Une situation qui se répète à Kherson, grande ville du sud de l’Ukraine. Dans une vidéo publiée lundi, un groupe d’étudiants africains appelle à l’aide. « Les gens vont très mal, nous sommes traumatisés. La nuit, on entend des pleurs. Je sursaute au moindre bruit. Sortez-nous de cet enfer ! », lance Christophe, joint par Le Monde. Depuis le sous-sol d’un appartement où le groupe d’élèves s’est replié, l’étudiant camerounais en économie et commerce international affirme que près de 70 Sénégalais, Guinéens, Gabonais, Egyptiens et Ivoiriens sont actuellement piégés à Kherson. Le groupe menace de partir à pied mardi s’il n’obtient pas son évacuation.

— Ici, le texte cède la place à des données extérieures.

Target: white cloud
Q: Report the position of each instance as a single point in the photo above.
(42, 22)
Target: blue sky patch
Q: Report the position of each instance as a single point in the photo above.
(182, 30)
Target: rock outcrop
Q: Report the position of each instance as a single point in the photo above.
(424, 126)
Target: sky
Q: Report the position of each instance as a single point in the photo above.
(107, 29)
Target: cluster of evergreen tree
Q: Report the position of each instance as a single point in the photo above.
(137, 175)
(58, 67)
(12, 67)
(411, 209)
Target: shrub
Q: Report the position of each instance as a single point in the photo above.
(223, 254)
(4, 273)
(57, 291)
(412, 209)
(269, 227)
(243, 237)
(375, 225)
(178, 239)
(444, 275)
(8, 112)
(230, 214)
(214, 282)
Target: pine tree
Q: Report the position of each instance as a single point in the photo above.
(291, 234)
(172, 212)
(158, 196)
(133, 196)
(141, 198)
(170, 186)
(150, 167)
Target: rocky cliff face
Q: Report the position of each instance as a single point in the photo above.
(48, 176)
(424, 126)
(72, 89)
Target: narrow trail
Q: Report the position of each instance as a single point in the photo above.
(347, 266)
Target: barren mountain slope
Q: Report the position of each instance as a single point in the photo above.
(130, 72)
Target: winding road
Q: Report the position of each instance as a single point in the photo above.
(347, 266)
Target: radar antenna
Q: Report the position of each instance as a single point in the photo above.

Le sort des étudiants africains de Soumy et de Kherson a été rendu public notamment grâce aux réseaux sociaux. Des vidéos et des témoignages ont beaucoup circulé ces derniers jours pour dénoncer les difficultés faites aux ressortissants africains tentant de fuir l’Ukraine, au point que l’Union africaine (UA) a condamné un « traitement différent inacceptable » et « raciste ».

Sur Telegram et WhatsApp, plusieurs boucles de messagerie – « African in Ukraine », « Black in Ukraine »… – centralisent les informations les concernant. Sur Telegram affluent des messages de bénévoles issus de toute l’Europe. Comme Nicholas, un Suédois d’une trentaine d’années, qui annonce son arrivée à Przemysl, à la frontière polonaise, avec « une voiture pleine de denrées et de dons pour les personnes de couleur non ukrainiennes ». Il propose de les conduire jusqu’à Copenhague, Berlin ou la Suède et d’organiser leur hébergement.

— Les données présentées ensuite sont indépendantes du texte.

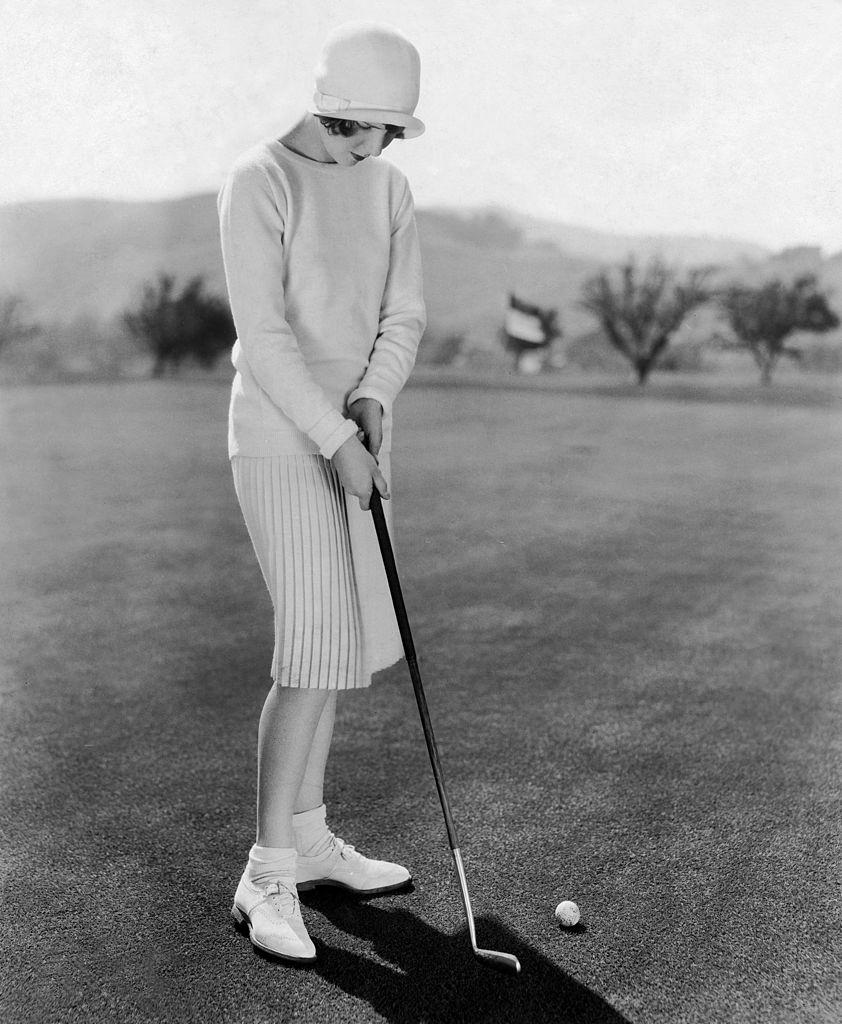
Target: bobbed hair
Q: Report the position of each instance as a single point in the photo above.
(339, 126)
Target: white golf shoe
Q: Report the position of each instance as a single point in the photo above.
(272, 916)
(341, 865)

Paula Essam, une actrice allemande née d’un père camerounais, est partie de Cologne mercredi. « Quand j’ai vu comment les personnes noires étaient traitées, j’ai décidé de venir aider », témoigne-t-elle par téléphone. Avec son compagnon, étudiant à Sciences Po Paris, elle a loué un fourgon de sept places et chargé le coffre de « sacs de couchage, de médicaments et de matelas » grâce aux 3 000 euros collectés par le biais du groupe de Telegram. Puis le couple a filé vers Medyka et Przemysl, à la frontière entre la Pologne et l’Ukraine. Ils espèrent ainsi apporter un peu de réconfort à des réfugiés qui, pour certains, ont déjà connu la guerre dans leur pays d’origine.